Judge allows governor’s suit against schools to proceed

The Associated Press
Friday February 09, 2001

SAN FRANCISCO — The governor may proceed with a suit against 18 school districts in a bid to force them to fix shoddy classrooms, issue textbooks and hire credentialed teachers as required under state law, a judge ruled Thursday. 

The governor’s suit is an outgrowth of one by the American Civil Liberties Union. The ACLU, which opposes the state’s litigation, in its suit accuses California of sidestepping its duty to guarantee students an equal public education. 

The state is claiming the school districts and their locally elected boards, not Sacramento, ultimately are responsible for ensuring equal educational opportunities for all children.  

The ACLU claims otherwise, and urged San Francisco Superior Judge Peter Busch to dismiss the state’s suit that could grow to include California’s 1,054 school districts. 

The judge, in approving the state’s claim, said he was bound by laws that allow so-called cross complaints in lawsuits. In this case, the state’s cross complaint is “suggesting that another party is responsible,” the judge said. 

ACLU attorney Mark Rosenbaum said the ACLU’s suit demands that the state implement a system to ensure all students get an equal education. The state’s cross complaint, he said, interferes with that goal. 
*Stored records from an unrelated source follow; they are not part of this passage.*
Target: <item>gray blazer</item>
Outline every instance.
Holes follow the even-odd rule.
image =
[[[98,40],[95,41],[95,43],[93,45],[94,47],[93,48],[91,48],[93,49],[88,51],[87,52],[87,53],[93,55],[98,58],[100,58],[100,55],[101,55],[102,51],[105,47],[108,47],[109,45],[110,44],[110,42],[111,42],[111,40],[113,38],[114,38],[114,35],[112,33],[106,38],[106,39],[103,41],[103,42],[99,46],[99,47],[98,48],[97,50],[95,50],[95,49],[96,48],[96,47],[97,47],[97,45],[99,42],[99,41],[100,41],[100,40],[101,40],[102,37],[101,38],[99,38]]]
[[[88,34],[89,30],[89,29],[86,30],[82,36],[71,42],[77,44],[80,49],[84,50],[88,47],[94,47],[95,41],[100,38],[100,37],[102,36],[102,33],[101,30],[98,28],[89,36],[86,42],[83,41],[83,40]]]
John Daum, an attorney for the state, said “our claim is that the districts can fix these problems.” 

Peter Sturges, a lawyer for the San Francisco Unified School District and the Fresno Unified School District, boiled down the issue: Did a school district “not get enough money, or did the school misspend it?” 

The ACLU sued the state in May in a case that grew to represent 98 students in 46 schools in 18 school districts.  

The ACLU soon will ask the judge to expand its suit to cover all 1,054 school districts and their 5.8 million students. 

Here is a sampling of allegations contained in the ACLU and state lawsuits: 

—At Cloverdale High School, classroom temperatures reach as high as 110 degrees in the summer. Students cannot take certain books home because there aren’t enough. 

—At Morris E. Daily Elementary School in Fresno, some children “have urinated or defecated on themselves at school because toilets were locked when they needed to use the restroom.” 

—At Mark Keppel High School in Alhambra, economics textbooks haven’t been updated since 1986 and, among other things, one-third of the student population must stand during assemblies because the seats are missing. 

A hearing on how to proceed with both cases is set for May 6. 

The ACLU’s case and the state’s suit are Williams vs. California, 312236.